Perplexity Comet Assistant was designed to do things online on your behalf. A new update improves the AI to do this on a much larger scale, allowing the revamped Assistant to work across tabs and stick to more complex tasks for longer periods of time.
Comet is the center of Perplexity’s AI-infused browser. AI is everywhere when browsing the web, taking over tasks, and streamlining search and digital paperwork. The update gives Comet a longer attention span and more precise web knowledge. Comet also has a better sense of boundaries, with the AI now asking permission before acting in your browser.
The most notable improvement is Comet’s ability to handle multiple types of actions at once.
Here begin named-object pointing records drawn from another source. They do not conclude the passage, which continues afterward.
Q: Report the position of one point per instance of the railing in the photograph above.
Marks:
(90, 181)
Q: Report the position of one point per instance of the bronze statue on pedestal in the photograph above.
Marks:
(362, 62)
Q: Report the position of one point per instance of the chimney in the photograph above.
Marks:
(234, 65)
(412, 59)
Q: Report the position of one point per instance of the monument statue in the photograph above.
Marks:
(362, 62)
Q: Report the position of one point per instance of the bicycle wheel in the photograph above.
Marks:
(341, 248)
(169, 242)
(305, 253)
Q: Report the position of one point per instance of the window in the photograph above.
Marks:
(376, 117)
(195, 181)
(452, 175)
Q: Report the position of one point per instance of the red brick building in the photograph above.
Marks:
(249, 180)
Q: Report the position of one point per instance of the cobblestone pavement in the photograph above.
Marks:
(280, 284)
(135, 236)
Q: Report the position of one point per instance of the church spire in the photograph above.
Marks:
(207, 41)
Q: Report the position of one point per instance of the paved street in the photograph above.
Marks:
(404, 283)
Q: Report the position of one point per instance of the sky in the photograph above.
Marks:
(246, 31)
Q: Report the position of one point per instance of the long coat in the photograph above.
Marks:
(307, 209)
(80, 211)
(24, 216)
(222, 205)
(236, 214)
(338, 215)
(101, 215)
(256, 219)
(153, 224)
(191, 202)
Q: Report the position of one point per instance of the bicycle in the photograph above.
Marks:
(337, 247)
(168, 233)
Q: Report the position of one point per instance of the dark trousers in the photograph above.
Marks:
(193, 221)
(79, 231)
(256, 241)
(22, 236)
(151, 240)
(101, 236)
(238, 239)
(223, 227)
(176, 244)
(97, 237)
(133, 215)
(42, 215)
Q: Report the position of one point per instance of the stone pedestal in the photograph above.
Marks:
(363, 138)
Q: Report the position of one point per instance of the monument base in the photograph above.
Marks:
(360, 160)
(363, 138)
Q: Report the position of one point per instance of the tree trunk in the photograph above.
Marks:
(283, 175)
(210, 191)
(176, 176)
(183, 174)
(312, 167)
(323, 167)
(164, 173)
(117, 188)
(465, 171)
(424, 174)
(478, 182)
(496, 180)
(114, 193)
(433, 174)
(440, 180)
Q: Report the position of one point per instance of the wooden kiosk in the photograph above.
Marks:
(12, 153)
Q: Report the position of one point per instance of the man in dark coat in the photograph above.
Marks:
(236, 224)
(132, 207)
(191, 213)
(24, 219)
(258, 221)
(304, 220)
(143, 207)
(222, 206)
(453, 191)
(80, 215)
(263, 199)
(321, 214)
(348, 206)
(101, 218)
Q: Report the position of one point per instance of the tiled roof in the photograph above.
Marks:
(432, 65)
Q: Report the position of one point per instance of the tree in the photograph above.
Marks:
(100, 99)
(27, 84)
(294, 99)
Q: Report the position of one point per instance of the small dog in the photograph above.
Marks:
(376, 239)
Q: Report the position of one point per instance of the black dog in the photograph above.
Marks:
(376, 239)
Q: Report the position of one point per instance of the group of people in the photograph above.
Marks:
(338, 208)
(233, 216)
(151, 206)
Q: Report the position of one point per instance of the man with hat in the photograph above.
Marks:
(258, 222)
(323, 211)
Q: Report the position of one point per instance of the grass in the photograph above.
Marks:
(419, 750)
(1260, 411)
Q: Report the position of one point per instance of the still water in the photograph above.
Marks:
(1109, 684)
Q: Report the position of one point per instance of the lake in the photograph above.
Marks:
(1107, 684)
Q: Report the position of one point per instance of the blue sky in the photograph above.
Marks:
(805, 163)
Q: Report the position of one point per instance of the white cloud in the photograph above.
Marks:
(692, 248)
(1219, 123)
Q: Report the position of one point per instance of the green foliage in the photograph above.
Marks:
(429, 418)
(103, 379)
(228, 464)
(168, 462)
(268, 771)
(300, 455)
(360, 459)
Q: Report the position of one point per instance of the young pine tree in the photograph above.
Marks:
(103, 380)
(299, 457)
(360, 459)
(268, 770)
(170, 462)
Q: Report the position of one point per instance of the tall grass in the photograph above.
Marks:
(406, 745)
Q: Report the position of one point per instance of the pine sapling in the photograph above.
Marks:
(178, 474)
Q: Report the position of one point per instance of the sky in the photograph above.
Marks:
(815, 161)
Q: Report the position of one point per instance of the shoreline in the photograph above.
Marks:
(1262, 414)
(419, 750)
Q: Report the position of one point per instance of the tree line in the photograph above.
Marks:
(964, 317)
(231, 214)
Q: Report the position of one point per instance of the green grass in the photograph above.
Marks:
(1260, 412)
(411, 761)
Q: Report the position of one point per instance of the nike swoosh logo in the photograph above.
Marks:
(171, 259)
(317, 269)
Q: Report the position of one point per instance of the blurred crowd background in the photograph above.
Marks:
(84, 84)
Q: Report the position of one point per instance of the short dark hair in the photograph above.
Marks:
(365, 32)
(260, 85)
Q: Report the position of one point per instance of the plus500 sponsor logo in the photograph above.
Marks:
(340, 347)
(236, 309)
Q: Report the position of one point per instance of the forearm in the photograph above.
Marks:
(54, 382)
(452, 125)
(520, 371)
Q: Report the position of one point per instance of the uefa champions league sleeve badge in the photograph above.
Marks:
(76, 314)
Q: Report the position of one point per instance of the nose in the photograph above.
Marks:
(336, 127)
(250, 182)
AI can multitask across tabs and apps to complete tasks, mimicking human behavior. Instead of switching between tabs for searching, data entry, and reference, Comet will look at all three for you at once. —
And the new version of Comet Assistant better analyzes complex web environments. This means he can do more with less micromanagement. You can ask it to check multiple websites to find flight deals at the same time, for example.
Of course, giving AI more capabilities means rethinking how it earns your trust. To that end, the team added a layer of user control that puts you squarely in the driver’s seat. If Comet detects that a task could be performed more easily by directly clicking on links, filling out forms, or extracting data from a page, it will ask for your green light. This choice persists throughout the rest of the task.
Agent Comet
Perplexity claims that there is a measurable improvement with the improved Comet. Internal testing shows a 23% improvement in task success compared to the previous version. The real importance, however, lies in how it handles multi-step instructions. Comet is much more likely to complete long, branching tasks that require context and monitoring.
All of this is good news for the average user who opens a browser in the morning, gets distracted by ten unrelated tabs, and ends the day wondering what actually got done. Comet now functions as a background assistant that notices mess and offers to clean it up, such as pulling data from school attendance portals to make sure you’re aware of how often your child has missed class.
While competitors like Opera’s Neon and OpenAI’s Atlas AI browser are experimenting with autonomous AI assistants, Comet has taken a hands-on approach.
There are of course still limits. Comet can’t yet run entire projects without supervision, and it doesn’t always understand nuances or prioritize tasks like you might. But it comes close to something more reliable, within limits. But if you’re bombarded by browser chaos, Comet may have enough virtual hands to sort it all out.